A governança da TI surge assim, como a interface do negócio com os processos da TI, como uma porta de comunicação que traduz as intenções estratégicas em ações operacionais planejadas e que formata os efeitos dessas ações em resultados compreensíveis aos olhos dos tomadores de decisão da companhia5
.

A governança da TI representa o passo seguinte na gestão da TI, que inicialmente limita-se aos domínios da infraestrutura e que posteriormente se expande para administrar seus serviços6. O setor antes fechado para o resto da empresa, passa a ser mais transparente e acessível aos planos corporativos, menos obscuro, ainda que não tecnicamente. O alinhamento estratégico da TI ao negócio torna-se, portanto, indispensável para empresas de qualquer porte e representa o nível alto de maturidade alcançada em sua gestão.

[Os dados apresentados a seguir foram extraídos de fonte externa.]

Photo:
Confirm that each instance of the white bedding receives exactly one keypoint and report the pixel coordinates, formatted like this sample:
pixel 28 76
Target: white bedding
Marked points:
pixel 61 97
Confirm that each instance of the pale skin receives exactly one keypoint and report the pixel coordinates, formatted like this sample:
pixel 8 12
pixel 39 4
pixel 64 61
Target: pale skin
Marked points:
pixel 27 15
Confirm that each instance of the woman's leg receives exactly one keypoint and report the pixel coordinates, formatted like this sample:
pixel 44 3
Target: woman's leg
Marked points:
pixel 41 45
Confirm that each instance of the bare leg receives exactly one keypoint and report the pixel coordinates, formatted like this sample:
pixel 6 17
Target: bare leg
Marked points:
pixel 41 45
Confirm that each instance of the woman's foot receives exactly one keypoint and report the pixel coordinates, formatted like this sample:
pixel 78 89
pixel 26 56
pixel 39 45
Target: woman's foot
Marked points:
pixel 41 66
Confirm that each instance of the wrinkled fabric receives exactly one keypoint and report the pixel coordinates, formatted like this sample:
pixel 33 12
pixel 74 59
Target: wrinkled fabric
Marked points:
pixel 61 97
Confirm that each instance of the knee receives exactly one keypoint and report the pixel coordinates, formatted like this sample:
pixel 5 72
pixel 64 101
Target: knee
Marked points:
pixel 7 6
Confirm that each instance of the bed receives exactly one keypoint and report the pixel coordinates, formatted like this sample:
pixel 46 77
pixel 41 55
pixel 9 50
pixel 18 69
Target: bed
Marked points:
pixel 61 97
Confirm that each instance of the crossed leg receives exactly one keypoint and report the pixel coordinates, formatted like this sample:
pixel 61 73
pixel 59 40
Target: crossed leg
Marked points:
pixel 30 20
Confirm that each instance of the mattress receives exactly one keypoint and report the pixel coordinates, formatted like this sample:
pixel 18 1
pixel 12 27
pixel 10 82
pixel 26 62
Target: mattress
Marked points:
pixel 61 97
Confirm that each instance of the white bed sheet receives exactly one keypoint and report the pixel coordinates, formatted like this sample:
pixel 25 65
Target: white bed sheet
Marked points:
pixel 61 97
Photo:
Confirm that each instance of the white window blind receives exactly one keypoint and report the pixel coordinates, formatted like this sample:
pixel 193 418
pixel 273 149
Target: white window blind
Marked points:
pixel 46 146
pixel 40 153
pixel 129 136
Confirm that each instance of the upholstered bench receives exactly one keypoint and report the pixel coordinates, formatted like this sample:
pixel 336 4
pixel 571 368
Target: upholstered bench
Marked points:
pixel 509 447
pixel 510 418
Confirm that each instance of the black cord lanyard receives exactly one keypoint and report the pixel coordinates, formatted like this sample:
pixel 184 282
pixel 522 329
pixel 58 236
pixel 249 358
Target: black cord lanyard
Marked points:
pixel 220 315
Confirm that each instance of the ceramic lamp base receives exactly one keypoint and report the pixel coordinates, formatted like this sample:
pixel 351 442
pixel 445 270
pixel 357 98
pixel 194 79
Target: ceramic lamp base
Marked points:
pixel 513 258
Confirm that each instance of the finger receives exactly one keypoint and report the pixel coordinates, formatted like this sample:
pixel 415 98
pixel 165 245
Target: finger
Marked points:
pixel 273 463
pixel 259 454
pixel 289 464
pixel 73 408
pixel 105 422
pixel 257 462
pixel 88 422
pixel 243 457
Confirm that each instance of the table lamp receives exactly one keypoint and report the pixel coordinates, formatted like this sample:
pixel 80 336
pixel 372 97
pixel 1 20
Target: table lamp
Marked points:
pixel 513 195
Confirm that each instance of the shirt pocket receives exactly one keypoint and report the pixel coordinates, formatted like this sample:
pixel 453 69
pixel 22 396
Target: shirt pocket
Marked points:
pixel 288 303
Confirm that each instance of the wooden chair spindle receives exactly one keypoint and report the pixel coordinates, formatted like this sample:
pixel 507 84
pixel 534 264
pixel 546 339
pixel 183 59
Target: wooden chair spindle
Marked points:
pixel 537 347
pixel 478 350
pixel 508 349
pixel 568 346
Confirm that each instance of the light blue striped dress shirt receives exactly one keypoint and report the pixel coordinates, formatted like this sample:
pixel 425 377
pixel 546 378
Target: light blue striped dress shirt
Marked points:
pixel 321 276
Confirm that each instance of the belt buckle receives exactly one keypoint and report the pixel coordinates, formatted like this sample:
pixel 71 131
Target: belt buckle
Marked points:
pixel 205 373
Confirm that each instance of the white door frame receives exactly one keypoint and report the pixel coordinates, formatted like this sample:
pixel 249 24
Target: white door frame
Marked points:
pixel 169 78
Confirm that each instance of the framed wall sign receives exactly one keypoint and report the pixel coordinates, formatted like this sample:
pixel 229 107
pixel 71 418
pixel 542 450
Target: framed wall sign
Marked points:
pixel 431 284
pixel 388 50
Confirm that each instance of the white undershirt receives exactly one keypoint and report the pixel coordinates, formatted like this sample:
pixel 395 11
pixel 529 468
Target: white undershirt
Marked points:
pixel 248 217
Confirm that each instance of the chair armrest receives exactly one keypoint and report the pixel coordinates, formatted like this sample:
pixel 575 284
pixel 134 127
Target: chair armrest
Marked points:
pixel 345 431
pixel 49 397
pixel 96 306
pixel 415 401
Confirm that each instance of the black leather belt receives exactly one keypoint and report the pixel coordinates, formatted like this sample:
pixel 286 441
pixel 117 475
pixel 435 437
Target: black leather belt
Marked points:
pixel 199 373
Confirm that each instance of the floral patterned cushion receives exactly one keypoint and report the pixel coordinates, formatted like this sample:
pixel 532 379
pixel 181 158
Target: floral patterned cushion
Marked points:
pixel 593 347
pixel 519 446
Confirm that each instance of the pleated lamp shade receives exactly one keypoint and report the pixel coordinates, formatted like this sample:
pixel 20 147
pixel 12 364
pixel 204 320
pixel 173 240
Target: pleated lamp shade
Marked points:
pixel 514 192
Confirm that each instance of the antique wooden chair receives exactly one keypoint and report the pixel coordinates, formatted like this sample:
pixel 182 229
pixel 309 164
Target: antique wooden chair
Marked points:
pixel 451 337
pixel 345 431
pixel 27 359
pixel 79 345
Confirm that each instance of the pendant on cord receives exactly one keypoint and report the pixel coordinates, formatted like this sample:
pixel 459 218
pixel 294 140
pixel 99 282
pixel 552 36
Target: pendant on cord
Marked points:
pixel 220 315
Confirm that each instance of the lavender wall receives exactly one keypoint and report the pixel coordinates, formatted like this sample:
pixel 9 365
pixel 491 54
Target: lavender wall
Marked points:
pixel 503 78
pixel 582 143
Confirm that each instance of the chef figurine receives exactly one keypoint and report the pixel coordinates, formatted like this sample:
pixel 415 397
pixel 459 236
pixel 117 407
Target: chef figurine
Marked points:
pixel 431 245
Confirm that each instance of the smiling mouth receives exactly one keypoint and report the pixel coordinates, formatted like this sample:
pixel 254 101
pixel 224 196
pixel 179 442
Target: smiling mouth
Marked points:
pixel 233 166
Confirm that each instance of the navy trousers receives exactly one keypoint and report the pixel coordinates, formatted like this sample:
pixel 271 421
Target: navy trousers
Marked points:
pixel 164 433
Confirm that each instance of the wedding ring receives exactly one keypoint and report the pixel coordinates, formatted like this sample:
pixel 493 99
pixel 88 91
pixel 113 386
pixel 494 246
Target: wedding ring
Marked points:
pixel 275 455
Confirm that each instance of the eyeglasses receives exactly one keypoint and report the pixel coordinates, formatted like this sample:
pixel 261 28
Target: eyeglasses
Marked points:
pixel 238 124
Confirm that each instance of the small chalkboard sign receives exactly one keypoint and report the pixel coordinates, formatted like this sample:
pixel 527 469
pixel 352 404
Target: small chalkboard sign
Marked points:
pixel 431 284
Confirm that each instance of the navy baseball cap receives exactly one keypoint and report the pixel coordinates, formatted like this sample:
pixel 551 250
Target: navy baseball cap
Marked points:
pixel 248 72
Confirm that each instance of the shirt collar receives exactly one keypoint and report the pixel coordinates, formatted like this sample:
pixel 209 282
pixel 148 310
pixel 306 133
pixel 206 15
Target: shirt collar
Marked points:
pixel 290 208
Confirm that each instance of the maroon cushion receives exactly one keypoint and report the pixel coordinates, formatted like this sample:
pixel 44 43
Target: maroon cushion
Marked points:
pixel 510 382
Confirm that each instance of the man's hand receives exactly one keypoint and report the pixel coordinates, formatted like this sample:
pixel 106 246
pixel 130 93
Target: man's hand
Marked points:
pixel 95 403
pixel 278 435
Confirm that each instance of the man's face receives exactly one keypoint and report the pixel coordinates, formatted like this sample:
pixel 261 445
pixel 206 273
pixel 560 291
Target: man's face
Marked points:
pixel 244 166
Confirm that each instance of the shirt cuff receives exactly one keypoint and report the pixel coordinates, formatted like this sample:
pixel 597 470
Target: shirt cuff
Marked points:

O alinhamento, entretanto, será problematizado na PARTE 5 – Governança na TI, quando será apresentado o conceito de modelo operacional, proposto por Jeanne Ross, como meio para se obter integração e padronização com o processo de negócio.

Referencias

  1. Do Gerenciamento à Governança em 5 partes – 1  
  2. CCTA. ITIL – Service Suport. Londres, 2000.  
  3. DUGMORE, Jenny. Achieving ISO/IEC 20000 – The differences between BS 15000 and ISO/IEC 20000. British Standards Institution. Londres, 2005.  
  4. FERNANDES, Aguinaldo A.; ABREU, Vladimir F. Implantando a Governança de TI: Da Estrategia à Gestão de Processos e Serviços. Brasport. Rio de Janeiro, 2007.  
  5. WEILL, Peter; ROSS, Jeanne W. IT Governance. Harvard Business School Press.  Massachusetts, 2004.  
  6. SALLÉ, Mathias. IT Service Management and IT Governance: Review, Comparative Analysis and their Impact on Utility Computing. HP Laboratories. Palo Alto, 2004.